Revista FUERZA NUEVA, nº 95, 2-Nov-1968
EL MITO DE MARCUSE
Por Julius Évola
El caso de Marcuse es interesante como ejemplo del modo en que nuestros días se forma un mito. Ahora en Italia se habla mucho de Marcuse: es casi de rigor, para estar “à la page”, en ciertos ambientes “intelectuales” en torno a la “café society”, mientras que en otras partes el mito empieza ya a declinar. Así, por ejemplo, en Alemania, después de haber sido introducido Marcuse, pero sin que él lo quisiera, en la fórmula de las tres “M” (Marx, Mao, Marcuse) del “movimiento estudiantil”, parece que recientemente ha sido silbado.
La fuerza del mito de Marcuse está en haber cristalizado un confuso impulso de rebelión que, carente de principios, ha creído encontrar en él su filósofo sin preocuparse de ver claro, de separar lo positivo de lo negativo en un estudio serio. En realidad, Marcuse puede haber dado una contribución válida a la crítica de la civilización moderna, pero a ese respecto constituye solamente la continuación de un grupo de pensadores que desde hace tiempo la habían comenzado, pero sin que Marcuse ofrezca algo consistente como contrapartida, de modo que pueda servir de bandera.
Contra la sociedad opulenta
Sabido es que Marcuse ha descrito un crudo cuadro de la “sociedad industrial más avanzada” tecnológicamente y de la “civilización de los bienes de consumo”, denunciando sus formas de nivelación, de servidumbre y condicionamiento opresivo; un sistema de dominio, que aunque sea anodino, aunque no recurra al terror y a la imposición directa, aunque, por el contrario, se realice bajo el signo del bienestar, de la máxima satisfacción de las necesidades y de una aparente libertad democrática, no por eso tiene un carácter menos “totalitario” y destructivo que el de los sistemas comunistas.
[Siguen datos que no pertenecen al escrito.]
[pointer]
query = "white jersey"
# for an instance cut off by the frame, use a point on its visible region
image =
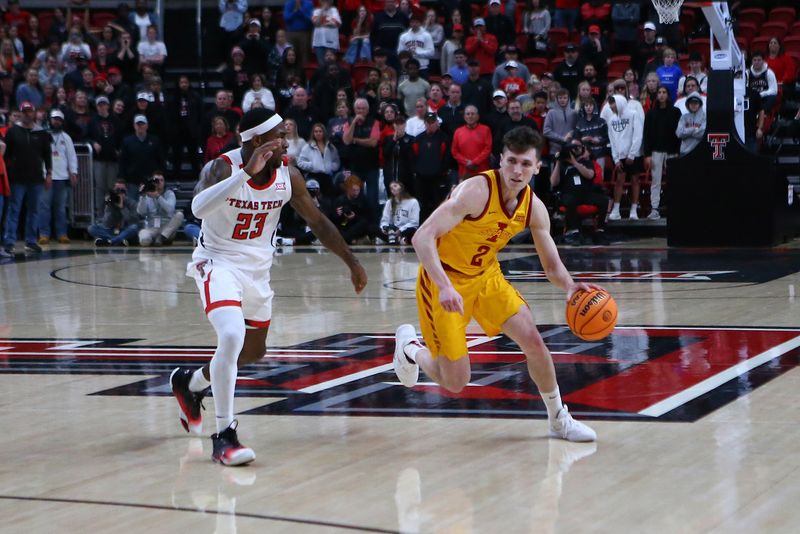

El resultado es un “hombre de una dimensión”, o mejor dicho: de dos dimensiones, porque la que le falta es propiamente la tercera dimensión, la dimensión de la profundidad. Marcuse lleva su análisis también a los dominios particulares y muestra, por ejemplo, que el “funcionalismo” ha invadido, incluso, el campo del pensamiento especulativo y científico, quitando al saber todo carácter metafísico, integrándolo todo en un “racionalismo” instrumentalístico, elástico y omnicomprensivo hasta el punto de acabar con todas las fuerzas centrífugas y anticonformistas.
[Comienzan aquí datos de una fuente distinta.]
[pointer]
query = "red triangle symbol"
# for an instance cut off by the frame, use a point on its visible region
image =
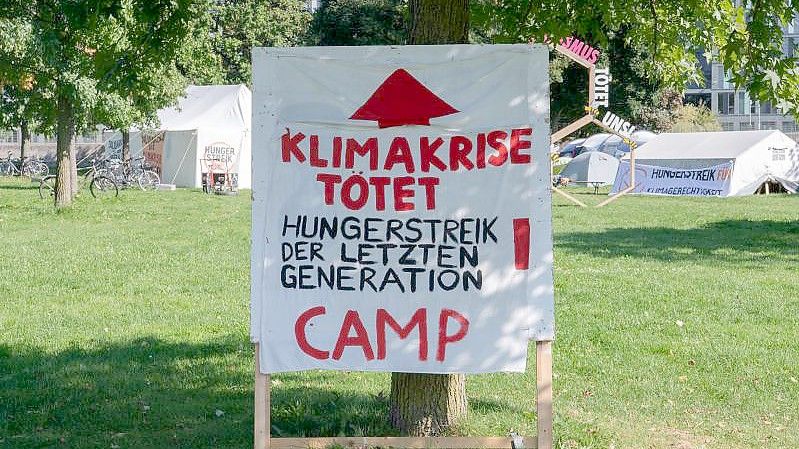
(402, 100)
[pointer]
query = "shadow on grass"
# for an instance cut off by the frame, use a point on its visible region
(729, 240)
(30, 186)
(149, 393)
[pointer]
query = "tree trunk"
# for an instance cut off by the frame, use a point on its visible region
(427, 404)
(65, 128)
(24, 140)
(125, 145)
(73, 165)
(439, 21)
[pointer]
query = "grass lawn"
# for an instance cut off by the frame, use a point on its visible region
(124, 324)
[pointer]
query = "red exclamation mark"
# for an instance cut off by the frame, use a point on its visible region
(521, 242)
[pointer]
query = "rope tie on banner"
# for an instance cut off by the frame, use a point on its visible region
(185, 152)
En todo eso, Marcuse no ha dicho nada verdaderamente nuevo. Los antecedentes de esta crítica se encuentran ya en un De Tocqueville, en un J. S. Mill, en un A. Siegried, en el mismo Nietzsche. La idea de la convergencia destructiva del sistema comunista y del sistema democrático americano, nosotros mismos la habíamos indicado en el libro “Rebelión contra el mundo moderno”, publicado en 1934 en Italia, en 1935 en Alemania. Se había hablado también de dos formas, homologables, de “totalitarismo nivelador”, una “vertical”, definida por una presión directa ejercida por un poder visible, otra “horizontal”, debida al conformismo social.
La “gran recusación”
Se puede decir que Nietzsche había previsto ya desde principios de siglo el desarrollo señalado por Marcuse, en las breves incisivas frases dedicadas al “último hombre”: “Está próximo el tiempo del más despreciable de los hombres, que no sabe ya despreciarse a sí mismo”, “el último hombre de la raza pululante y tenaz”. “Nosotros. hemos inventado la felicidad, dicen, parpadeando, los últimos hombres”; han abandonado “la región donde la vida es dura”. Pero, ¡qué fondo más diferente se encuentra detrás de estas formulaciones de un verdadero rebelde aristocrático de gran altura! La contribución específica de Marcuse se reduce el examen esmerado de las formas específicas mediante las cuales la civilización tecnológica del bienestar ha sido la formación sistemática de esta raza del “último hombre”. Además, es también positiva, en sus argumentos (aunque, por razones obvias, no siempre bien señalada), la desmitificación de la ideología marxista: la civilización tecnológica elimina la protesta proletaria marxista; elevando cada vez más el nivel material de la vida de la clase obrera, satisfaciendo cada vez más sus necesidades y el deseo de un bienestar burgués, dicha clase la asimila y la incorpora al “sistema”.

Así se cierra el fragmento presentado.